Confide in a few work friends
Everybody’s been through a break-up at some point in their lives and will understand how it is physically impossible to go about your day like nothing happened. So, be the one who starts a conversation. When you feel up to it, go out for a drink with your colleagues.
We unintentionally forget to socialise when in a relationship. This is the perfect time to connect with your work buddies and let them in.
We often connect our self-worth to that one person. Building professional relationships will help you detach your self-worth from your ex and help you focus on how far you’ve come professionally.
Take it one wave at a time
A few days in, when you’re completely occupied with other things in life, you’ll forget about the break-up for a while at a stretch. But suddenly, it will hit you out of nowhere – feeling like large waves coming at you. A sudden memory or a conversation will make you think that you’re back to square one. But you’re not.
The progress is never lost. You’ll learn how to ride the waves. Do something soothing as soon as it hits you. Play a song that you love, doodle, write down affirmations – whatever floats your boat. (One song that helped me was Cry Your Heart Out by Adele.)
Find some fillers
We spend an awful lot of time being with or talking to our partners while dating. When we don’t have that option, we feel sad or sorry for not being able to fill the void. While it’s okay to feel all sorts of emotions, you need to pick things to fill your free time with. Call a friend, spend time with your family, master a recipe, clean your room or binge-watch. Slowly start replacing their company with something or someone else (not hinting at a rebound, it’s a big no-no). I adopted a cat and it changed my life.
Set daily goals
If going with the flow is not your thing, set daily goals. Appreciate yourself for completing small tasks too. Staying hydrated, going for a walk, catching up with a friend – everything counts. You don’t have to push yourself to climb the biggest mountain just now. Start small and take it slow.
Have a pre-work routine
It’s easy to let work monopolise your entire day. You’ll even feel productive towards the end of the day. As great as it sounds, you might be using work as a distraction. You don’t necessarily need a post-work routine because, after a long day of work, you might just want to take it easy. Your sleeping and eating patterns might not be great right now. So, you need to carve some time to be alone with your thoughts. Having a simple morning routine before work will give you a few minutes to connect with yourself and then start the day on the right note.

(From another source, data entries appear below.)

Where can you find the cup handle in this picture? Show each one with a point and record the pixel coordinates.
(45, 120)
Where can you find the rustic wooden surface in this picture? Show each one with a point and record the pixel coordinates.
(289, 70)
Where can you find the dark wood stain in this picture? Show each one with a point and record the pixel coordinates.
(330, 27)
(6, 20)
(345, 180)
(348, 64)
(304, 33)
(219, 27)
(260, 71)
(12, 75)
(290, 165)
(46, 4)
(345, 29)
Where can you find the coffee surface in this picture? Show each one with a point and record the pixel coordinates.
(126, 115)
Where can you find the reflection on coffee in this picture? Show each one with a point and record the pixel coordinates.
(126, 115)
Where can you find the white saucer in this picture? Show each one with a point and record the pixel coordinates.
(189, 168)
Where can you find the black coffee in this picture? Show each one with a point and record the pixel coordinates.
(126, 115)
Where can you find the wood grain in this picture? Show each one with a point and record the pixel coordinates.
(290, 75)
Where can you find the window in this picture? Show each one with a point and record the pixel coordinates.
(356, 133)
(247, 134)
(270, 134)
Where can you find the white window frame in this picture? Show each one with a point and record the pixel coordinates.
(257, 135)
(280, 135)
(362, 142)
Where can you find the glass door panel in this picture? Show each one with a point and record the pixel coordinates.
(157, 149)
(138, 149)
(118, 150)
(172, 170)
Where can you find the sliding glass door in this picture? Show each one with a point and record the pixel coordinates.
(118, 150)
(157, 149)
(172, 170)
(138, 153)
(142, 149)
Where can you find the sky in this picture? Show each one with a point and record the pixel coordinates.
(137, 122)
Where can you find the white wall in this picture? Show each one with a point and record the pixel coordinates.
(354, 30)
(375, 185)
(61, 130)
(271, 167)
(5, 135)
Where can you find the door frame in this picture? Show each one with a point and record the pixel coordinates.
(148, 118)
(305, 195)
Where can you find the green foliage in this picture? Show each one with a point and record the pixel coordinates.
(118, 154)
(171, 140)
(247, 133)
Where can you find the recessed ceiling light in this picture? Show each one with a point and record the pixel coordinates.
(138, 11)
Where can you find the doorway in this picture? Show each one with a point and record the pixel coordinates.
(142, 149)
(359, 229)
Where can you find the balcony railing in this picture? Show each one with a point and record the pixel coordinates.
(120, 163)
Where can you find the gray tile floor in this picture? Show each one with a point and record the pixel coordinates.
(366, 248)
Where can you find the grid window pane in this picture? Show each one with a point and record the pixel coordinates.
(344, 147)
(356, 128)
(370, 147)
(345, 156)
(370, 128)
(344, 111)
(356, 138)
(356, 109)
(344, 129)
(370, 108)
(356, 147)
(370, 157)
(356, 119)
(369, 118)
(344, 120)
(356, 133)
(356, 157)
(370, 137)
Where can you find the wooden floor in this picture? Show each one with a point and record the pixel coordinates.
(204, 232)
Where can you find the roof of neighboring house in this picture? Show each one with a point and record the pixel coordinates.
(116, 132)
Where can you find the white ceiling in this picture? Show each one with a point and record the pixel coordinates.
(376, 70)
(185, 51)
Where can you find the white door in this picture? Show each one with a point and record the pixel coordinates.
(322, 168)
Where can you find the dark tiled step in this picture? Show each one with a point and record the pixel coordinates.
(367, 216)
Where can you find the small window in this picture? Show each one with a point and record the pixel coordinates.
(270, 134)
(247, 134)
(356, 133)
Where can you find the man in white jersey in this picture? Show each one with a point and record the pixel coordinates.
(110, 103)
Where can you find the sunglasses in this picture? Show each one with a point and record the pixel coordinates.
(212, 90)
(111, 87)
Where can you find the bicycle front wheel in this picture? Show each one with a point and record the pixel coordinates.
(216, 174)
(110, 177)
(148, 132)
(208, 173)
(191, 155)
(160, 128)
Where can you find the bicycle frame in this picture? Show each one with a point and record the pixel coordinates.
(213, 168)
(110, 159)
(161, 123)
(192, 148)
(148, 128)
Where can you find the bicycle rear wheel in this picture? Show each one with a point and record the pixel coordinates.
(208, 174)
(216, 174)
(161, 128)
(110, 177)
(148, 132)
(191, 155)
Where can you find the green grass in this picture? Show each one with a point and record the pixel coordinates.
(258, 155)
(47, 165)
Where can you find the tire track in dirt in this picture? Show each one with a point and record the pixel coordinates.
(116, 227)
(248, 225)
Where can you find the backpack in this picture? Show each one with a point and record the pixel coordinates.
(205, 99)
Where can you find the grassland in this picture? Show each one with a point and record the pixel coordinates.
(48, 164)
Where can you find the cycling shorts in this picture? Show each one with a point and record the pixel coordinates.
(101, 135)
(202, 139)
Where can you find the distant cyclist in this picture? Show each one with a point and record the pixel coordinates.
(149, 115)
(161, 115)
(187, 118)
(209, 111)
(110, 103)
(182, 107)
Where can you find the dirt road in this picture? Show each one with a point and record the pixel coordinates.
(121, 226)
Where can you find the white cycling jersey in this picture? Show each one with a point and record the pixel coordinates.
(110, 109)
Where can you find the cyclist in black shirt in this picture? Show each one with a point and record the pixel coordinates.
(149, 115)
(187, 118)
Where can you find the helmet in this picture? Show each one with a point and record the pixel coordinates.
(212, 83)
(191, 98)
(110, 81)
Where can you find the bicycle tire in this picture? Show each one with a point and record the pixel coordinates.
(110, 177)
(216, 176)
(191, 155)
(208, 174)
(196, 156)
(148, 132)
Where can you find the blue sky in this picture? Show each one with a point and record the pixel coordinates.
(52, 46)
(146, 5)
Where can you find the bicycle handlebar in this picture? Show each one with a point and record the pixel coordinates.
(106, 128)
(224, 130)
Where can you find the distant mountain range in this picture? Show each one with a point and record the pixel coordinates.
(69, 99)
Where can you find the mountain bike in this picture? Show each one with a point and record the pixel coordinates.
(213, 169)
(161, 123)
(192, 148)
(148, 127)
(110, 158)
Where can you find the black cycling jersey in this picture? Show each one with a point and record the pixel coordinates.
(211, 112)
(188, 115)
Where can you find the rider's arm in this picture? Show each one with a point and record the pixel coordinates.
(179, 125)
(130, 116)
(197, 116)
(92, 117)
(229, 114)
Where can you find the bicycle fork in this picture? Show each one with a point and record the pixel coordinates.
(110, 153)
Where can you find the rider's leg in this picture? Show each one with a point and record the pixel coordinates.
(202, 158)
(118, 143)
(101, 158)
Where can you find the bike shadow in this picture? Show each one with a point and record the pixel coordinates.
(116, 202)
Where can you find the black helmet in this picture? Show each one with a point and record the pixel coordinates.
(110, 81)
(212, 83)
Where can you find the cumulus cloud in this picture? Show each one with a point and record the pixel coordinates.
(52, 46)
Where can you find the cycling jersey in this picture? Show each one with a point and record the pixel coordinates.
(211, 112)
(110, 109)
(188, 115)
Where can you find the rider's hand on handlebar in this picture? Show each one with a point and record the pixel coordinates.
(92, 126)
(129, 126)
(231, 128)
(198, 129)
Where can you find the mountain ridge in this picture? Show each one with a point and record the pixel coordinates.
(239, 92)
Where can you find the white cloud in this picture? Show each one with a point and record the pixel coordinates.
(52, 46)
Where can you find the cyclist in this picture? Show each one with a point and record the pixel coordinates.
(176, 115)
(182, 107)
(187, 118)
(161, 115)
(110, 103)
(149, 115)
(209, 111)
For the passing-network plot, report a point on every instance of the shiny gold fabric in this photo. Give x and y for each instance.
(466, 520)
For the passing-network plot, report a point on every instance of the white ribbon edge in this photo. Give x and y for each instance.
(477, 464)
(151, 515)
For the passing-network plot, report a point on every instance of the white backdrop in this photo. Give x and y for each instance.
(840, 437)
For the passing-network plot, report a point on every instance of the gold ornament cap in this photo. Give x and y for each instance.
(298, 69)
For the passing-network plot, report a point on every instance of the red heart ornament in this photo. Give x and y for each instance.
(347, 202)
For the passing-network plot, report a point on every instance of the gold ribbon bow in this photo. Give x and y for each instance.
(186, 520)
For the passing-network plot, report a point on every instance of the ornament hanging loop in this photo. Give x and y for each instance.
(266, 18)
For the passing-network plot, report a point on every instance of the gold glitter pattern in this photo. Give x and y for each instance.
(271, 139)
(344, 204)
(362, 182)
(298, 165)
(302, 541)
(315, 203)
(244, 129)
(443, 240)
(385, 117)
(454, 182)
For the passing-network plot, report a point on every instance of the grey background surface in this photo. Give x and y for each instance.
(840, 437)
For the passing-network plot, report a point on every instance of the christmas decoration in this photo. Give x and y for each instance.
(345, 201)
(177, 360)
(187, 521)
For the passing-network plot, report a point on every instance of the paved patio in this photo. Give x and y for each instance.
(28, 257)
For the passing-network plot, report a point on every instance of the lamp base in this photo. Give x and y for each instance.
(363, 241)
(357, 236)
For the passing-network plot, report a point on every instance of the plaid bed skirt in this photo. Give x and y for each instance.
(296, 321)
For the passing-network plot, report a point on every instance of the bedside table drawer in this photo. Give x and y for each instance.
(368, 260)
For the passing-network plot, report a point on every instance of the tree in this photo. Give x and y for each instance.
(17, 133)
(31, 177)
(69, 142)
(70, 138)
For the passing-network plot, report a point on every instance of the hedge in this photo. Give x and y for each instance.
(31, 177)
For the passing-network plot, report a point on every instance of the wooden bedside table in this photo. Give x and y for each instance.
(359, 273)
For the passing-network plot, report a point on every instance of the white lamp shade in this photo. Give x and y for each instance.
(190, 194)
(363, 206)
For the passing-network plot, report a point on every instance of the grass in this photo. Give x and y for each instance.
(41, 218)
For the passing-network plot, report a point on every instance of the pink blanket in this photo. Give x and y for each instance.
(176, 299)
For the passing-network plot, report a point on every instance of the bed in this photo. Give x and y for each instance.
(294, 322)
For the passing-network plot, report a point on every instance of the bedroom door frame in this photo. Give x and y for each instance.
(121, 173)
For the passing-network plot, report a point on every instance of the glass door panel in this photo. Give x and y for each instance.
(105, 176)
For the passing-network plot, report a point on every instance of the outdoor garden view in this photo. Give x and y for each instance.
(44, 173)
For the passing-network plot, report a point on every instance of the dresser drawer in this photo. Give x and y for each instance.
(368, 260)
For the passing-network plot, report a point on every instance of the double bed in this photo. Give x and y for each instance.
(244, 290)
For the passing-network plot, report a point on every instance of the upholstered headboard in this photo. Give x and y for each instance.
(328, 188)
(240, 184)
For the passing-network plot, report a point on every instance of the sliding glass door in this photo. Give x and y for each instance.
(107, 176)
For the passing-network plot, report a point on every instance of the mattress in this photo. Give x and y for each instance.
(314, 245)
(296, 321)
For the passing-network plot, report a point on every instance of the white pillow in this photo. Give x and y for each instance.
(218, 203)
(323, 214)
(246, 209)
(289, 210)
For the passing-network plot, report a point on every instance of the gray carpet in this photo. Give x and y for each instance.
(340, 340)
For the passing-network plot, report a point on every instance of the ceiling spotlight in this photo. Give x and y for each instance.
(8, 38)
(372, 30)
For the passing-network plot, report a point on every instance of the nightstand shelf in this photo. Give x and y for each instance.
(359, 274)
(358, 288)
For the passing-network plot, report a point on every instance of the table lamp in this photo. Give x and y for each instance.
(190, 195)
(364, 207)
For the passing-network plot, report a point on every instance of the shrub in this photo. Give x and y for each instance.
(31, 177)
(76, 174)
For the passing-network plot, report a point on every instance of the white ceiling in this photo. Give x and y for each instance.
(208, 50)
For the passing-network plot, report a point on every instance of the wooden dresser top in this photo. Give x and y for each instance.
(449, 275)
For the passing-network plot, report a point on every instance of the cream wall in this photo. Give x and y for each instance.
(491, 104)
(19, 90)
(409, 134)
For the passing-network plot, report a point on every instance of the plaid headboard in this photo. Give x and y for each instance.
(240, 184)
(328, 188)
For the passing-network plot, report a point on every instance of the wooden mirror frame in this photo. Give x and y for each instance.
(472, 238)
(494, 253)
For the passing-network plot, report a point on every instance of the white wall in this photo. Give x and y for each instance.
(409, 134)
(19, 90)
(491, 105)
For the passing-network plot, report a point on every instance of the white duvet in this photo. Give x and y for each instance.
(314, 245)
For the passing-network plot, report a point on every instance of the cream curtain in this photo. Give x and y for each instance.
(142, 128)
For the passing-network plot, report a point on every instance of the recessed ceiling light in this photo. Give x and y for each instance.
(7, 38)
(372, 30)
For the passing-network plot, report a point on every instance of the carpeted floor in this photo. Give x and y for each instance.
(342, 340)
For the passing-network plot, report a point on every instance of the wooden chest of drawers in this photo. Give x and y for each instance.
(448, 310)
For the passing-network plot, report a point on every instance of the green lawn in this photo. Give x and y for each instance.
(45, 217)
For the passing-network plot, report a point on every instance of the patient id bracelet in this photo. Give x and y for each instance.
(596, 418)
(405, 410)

My recommendation: fresh air and sun!
Rebounds are a hard no
This might get a little preachy, but this is what my therapist told me: “After a break up, you’re not the best version of yourself and you only have a mediocre version to offer another person. If you’re at six, you’ll attract a six. So, wait until you’re back at ten till you enter the dating pool again.”
Finally, remember these when you feel sad:
- Every time you leave something behind, you’re ready to find something better.
- You need to see yourself from your girlfriends’ POV. If they think you’re awesome, you’re awesome.
- Romantic relationships are just like jobs. It takes a while to figure out if it’s a good match. If not, you look for other options. There are literally plenty of them for an exceptional woman like you. *winks*
- Is there a strong woman around you who you think has got her life together? She’s probably been through a vulnerable break up too, and she’s happy today. You’ll get there too.
- You took care of yourself. Be proud of it.
Lastly, focus on yourself. Everything else will fall into place automatically.